To support the establishment of an Enterprise Architecture the following checklist of not necessarily sequential tasks is offered as a suggestion.

  • Commitment: Without real management commitment that the Enterprise Architecture will be used, any attempt to establish an Enterprise Architecture is doomed to failure. Too often do businesses invest time and money into building an Enterprise Architecture then fail to maintain it or apply it to making business decisions thereby rendering it worthless.
  • Capture: Collect business collateral (i.e. documents and models) that contains information that can be used to populate an Enterprise Architecture. This includes  and is not limited to:
    • Mission and Vision Statements,
    • Goals and Objectives,
    • Principles, Standards and Policies,
    • Business and IT Strategy;
    • Legislative and regulatory body requirements,
    • Business Processes,
    • Key Performance Indicators (KPIs) and Service Level Agreements (SLAs)
    • Design Documents,
    • Current infrastructure and application inventories.
  • Structure: Adopt a structure or framework into which the Enterprise Architecture content will be placed. Industry standard frameworks such as The Open Group Architecture Framework (TOGAF), Pragmatic Enterprise Architecture Framework (PEAF), Federal Enterprise Architecture Framework (FEAF) [Australian Government Architecture (AGA) – an Australian variant] or Zachman can be used as a base. Alternatively, use a hybrid, picking the best features of these frameworks using whatever is regarded as suitable for the business.

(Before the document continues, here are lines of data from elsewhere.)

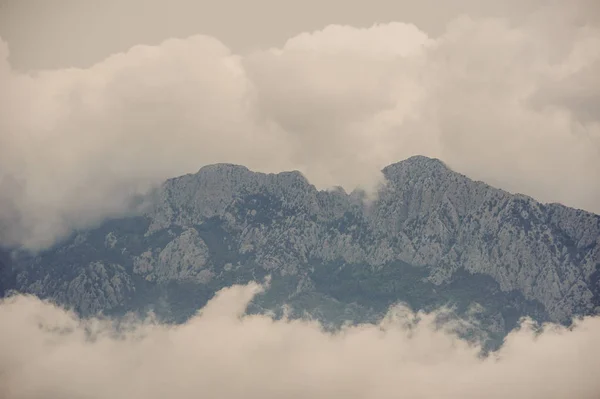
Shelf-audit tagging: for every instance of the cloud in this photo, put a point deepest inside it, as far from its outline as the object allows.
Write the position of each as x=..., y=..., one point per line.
x=50, y=353
x=510, y=102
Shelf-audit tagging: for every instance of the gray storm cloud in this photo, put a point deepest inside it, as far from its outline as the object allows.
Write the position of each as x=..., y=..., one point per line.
x=50, y=353
x=510, y=103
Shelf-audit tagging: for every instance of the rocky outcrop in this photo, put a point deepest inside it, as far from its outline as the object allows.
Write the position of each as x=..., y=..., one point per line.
x=431, y=235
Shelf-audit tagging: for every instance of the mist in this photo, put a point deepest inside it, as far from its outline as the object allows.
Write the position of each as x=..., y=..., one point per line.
x=511, y=102
x=48, y=352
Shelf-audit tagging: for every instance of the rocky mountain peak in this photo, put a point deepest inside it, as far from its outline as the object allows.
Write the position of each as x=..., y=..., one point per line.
x=416, y=167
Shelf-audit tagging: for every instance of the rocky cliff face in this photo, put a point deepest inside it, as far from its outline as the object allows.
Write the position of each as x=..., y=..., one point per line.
x=432, y=237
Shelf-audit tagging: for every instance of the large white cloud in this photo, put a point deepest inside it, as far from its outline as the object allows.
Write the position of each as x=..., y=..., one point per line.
x=49, y=353
x=510, y=103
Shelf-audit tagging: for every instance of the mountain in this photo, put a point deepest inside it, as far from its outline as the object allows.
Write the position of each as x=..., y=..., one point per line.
x=432, y=237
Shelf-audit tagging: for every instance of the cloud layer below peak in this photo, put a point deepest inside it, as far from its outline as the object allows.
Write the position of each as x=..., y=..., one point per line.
x=50, y=353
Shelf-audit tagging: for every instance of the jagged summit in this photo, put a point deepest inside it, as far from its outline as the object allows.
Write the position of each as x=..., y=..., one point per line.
x=416, y=166
x=430, y=231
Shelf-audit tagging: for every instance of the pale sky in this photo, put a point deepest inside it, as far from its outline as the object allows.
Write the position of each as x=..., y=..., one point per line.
x=506, y=92
x=79, y=33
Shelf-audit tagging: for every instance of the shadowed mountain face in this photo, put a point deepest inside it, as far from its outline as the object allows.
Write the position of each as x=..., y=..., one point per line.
x=432, y=237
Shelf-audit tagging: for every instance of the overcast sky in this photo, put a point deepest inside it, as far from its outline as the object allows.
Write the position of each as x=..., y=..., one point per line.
x=75, y=33
x=503, y=91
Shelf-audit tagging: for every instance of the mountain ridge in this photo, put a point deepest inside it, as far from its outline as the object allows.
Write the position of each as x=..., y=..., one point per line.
x=428, y=227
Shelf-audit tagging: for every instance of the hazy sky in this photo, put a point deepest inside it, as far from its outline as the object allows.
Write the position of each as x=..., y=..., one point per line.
x=503, y=91
x=76, y=33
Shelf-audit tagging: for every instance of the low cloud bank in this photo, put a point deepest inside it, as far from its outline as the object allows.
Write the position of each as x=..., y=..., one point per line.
x=510, y=102
x=48, y=353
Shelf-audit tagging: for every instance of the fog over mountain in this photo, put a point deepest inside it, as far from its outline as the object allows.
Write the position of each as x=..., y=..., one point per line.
x=509, y=100
x=48, y=353
x=369, y=200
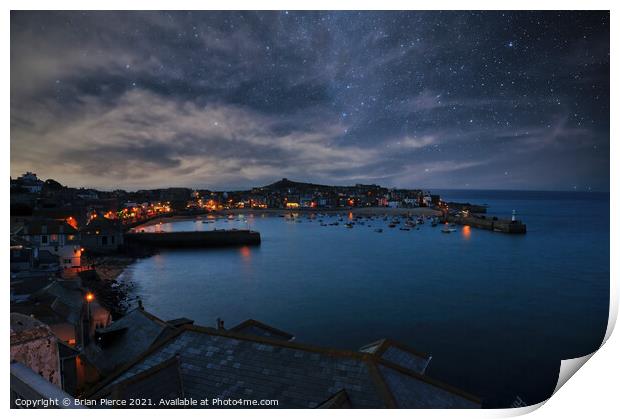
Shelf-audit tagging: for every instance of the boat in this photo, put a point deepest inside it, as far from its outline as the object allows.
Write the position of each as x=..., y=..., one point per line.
x=448, y=230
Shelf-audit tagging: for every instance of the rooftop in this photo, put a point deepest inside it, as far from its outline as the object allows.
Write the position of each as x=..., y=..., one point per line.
x=228, y=364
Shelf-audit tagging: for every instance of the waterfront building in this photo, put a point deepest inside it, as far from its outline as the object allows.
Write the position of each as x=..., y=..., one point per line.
x=34, y=345
x=102, y=235
x=29, y=182
x=125, y=339
x=251, y=361
x=55, y=236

  • Tooling: Identify and implement a toolset onto which the framework will be superimposed. This provides a physical repository for Enterprise Architecture content and assists in both navigation to and analysis of captured content.

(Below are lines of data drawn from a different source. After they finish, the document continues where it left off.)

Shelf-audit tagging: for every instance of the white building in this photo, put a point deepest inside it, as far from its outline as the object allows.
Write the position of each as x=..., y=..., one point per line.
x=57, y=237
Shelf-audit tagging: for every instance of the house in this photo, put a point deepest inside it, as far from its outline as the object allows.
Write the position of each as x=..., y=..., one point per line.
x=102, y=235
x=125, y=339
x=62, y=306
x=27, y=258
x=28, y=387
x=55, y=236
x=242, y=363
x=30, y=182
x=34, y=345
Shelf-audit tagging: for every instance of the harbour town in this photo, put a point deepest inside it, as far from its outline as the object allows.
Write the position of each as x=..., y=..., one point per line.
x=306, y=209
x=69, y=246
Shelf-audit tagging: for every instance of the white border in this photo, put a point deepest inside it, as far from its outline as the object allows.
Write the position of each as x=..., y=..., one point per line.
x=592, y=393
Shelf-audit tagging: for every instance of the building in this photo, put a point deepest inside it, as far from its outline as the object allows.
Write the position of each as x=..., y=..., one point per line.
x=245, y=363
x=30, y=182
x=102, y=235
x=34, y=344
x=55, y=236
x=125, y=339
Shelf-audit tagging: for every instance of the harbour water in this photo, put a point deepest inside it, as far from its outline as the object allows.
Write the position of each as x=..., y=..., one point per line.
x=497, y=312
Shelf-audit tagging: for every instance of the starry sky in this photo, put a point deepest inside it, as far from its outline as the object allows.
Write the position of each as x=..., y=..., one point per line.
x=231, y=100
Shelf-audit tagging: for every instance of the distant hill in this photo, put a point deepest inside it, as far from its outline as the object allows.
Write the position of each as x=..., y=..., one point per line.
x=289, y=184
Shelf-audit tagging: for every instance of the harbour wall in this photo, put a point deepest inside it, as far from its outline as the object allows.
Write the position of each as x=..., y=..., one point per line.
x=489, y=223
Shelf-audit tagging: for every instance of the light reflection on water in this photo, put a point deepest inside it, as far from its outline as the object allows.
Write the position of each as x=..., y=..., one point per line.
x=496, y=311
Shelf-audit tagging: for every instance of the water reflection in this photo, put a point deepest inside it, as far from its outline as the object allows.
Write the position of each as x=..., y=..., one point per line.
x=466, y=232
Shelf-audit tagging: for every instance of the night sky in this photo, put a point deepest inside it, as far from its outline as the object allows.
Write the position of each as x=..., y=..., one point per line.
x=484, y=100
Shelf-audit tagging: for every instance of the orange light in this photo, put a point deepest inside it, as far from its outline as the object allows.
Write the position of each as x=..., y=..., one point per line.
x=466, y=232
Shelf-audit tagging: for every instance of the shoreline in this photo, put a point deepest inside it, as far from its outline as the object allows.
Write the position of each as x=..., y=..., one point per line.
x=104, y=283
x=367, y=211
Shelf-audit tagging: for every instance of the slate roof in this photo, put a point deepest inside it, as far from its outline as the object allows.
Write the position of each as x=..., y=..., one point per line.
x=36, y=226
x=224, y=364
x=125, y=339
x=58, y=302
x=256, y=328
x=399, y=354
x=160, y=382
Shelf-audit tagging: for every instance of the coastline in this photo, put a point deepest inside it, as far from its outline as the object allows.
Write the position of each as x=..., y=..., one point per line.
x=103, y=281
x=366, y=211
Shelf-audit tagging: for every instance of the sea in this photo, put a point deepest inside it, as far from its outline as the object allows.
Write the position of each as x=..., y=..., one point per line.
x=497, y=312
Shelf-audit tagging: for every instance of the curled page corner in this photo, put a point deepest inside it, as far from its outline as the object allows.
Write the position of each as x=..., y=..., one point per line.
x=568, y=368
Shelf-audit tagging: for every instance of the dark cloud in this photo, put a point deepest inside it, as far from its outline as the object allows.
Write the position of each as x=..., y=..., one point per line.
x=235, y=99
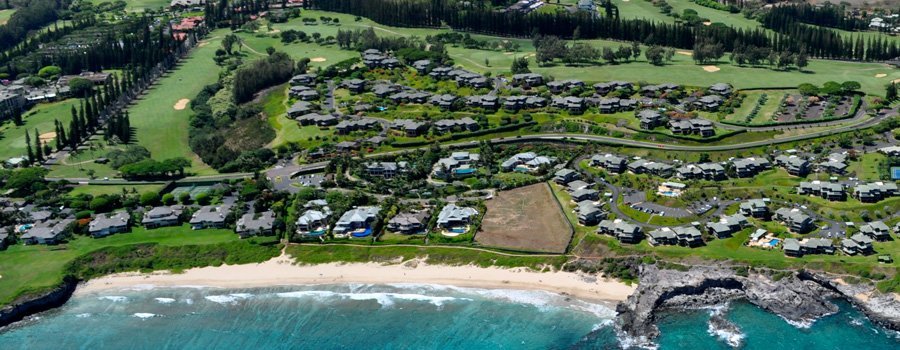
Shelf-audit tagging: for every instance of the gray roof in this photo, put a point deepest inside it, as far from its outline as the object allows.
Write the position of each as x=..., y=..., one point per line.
x=211, y=214
x=451, y=212
x=103, y=222
x=47, y=230
x=254, y=222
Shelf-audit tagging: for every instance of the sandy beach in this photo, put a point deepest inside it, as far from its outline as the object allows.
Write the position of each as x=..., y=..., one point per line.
x=281, y=272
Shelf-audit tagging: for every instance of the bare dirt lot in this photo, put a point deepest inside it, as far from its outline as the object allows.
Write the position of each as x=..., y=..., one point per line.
x=526, y=219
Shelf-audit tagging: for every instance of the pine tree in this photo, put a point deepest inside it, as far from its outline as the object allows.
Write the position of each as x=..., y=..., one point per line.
x=73, y=134
x=58, y=139
x=39, y=153
x=31, y=158
x=17, y=117
x=62, y=135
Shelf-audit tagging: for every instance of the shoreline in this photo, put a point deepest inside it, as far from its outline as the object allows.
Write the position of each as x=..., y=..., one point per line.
x=281, y=271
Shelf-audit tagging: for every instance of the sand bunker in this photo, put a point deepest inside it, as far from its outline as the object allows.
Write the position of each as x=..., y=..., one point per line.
x=47, y=137
x=181, y=104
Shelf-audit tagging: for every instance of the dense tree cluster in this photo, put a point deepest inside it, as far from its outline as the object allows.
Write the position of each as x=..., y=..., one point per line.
x=31, y=15
x=233, y=142
x=766, y=56
x=128, y=44
x=481, y=17
x=153, y=169
x=827, y=15
x=260, y=74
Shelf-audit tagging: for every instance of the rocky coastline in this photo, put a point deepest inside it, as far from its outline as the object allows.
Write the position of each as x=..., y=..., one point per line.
x=798, y=297
x=35, y=304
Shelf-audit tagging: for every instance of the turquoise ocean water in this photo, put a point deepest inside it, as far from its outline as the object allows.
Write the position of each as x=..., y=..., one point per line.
x=401, y=317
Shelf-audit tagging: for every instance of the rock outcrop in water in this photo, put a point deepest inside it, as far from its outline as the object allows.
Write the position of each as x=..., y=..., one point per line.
x=800, y=297
x=32, y=305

  • Deconstruction and Reconstruction: Take apart the collected collateral and assign relevant content to appropriate areas within the Enterprise Architecture framework.

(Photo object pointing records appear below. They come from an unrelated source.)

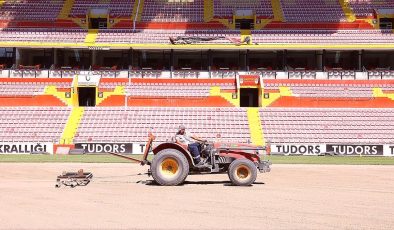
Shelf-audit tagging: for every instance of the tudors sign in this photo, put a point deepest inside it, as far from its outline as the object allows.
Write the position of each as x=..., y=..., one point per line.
x=302, y=149
x=126, y=148
x=337, y=149
x=25, y=148
x=367, y=150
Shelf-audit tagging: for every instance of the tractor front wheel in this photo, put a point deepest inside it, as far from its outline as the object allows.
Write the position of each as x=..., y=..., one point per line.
x=242, y=172
x=169, y=167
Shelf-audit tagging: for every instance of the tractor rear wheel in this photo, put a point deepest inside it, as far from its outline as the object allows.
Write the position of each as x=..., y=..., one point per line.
x=169, y=167
x=242, y=172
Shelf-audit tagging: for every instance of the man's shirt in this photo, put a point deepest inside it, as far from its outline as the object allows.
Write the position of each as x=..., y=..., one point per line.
x=185, y=139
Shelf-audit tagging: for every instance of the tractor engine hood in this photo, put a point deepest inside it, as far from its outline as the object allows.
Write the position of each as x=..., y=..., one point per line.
x=247, y=148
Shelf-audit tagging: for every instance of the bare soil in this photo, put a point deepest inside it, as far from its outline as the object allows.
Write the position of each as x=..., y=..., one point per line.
x=121, y=196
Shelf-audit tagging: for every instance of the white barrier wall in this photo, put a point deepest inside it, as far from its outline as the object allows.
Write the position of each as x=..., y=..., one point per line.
x=337, y=149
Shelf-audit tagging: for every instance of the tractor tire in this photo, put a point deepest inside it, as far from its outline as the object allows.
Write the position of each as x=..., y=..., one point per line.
x=169, y=167
x=242, y=172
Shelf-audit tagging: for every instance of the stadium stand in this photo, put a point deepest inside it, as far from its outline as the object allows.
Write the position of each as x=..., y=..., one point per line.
x=323, y=36
x=32, y=124
x=225, y=8
x=31, y=10
x=316, y=75
x=327, y=125
x=43, y=35
x=118, y=124
x=173, y=11
x=117, y=8
x=312, y=11
x=28, y=87
x=365, y=8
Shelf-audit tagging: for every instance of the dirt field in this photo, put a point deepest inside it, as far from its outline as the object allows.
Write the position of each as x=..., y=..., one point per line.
x=291, y=197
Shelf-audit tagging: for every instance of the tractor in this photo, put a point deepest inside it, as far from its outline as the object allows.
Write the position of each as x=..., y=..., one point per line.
x=172, y=162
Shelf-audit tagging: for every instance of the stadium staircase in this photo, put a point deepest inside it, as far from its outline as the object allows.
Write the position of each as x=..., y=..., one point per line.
x=277, y=10
x=66, y=10
x=256, y=131
x=208, y=10
x=274, y=95
x=91, y=36
x=350, y=16
x=72, y=125
x=53, y=91
x=137, y=10
x=119, y=91
x=228, y=96
x=379, y=93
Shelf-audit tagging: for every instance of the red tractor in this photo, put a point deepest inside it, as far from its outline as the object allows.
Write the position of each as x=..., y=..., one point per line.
x=172, y=163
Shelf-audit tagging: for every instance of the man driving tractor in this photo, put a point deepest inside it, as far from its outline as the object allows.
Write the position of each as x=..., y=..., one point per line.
x=192, y=143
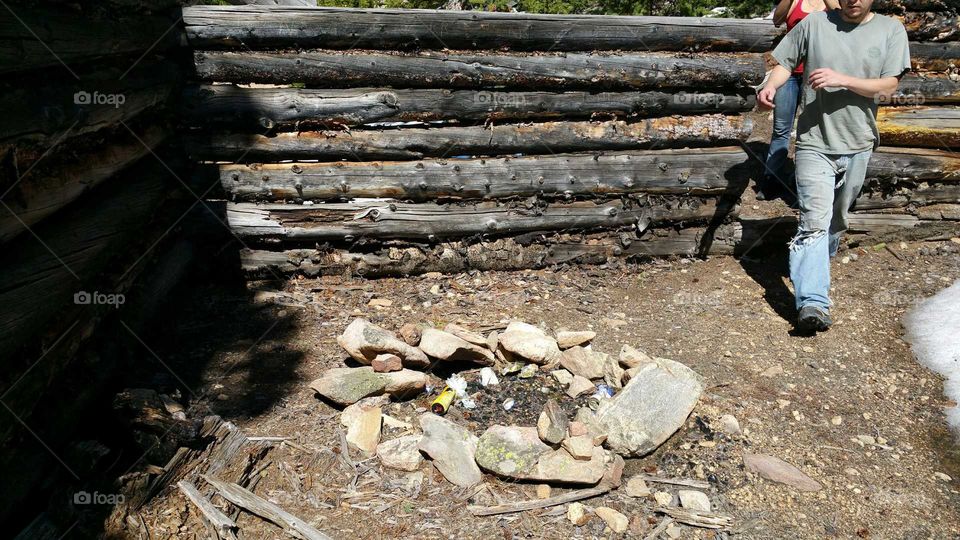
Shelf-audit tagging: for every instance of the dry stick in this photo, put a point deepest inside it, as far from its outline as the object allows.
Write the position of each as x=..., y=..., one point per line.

  • Governance: Define and apply a governance regime that ensures that information held within the Enterprise Architecture is accurate and appropriate.
  • Analysis: Explore captured Enterprise Architecture content for consistency and `fitness for purpose`. Establish whether the intent of the business mission and vision is reflected in what the business does and how it operates. Identify gaps in capability that need to be filled and areas of business activity that are not essential.
  • Compliance: Define the rules around compliance. Establish how the business should respond to initiatives or solutions that do not comply with a stated direction. Being able to deal appropriately with the inevitable exceptions is really important. Provide also standards supporting the definition of architectural components such as Business Process Modelling Notation (BPMN), Universal Modelling Language (UML) or Achimate (modelling language for Enterprise Architecture).
  • Definition:  Maintaining a line of site between the business vision and its execution define a target state architecture that is supportive of realising the vision whilst complying with a set of accepted architectural principles.
  • Strategise: Construct a business and supporting IT strategy that provides a roadmap the shows how the target state will be achieved. The strategies should provide insight into how competing initiative should be prioritised.
  • Maintenance: Ensure that processes are defined an executed that keep the content held within the Enterprise Architecture up to date.
  • Usage: Integrate the Enterprise Architecture into a `Business as Usual` scenario. Only when the application of the Enterprise Architecture becomes the norm rather than the exception will its value be truly realised. Enterprise Architecture is not an overhead but a business necessity.
  • Maturation: Use the information held within the Enterprise Architecture to support:
    • An analysis of how the business is performing,
    • Identify what an how the business can be improved,
    • Assess the impact that any change, if implemented (or not), will have on the business.

With each of these activities and tasks successfully implemented the business will be in an excellent position to realise its vision.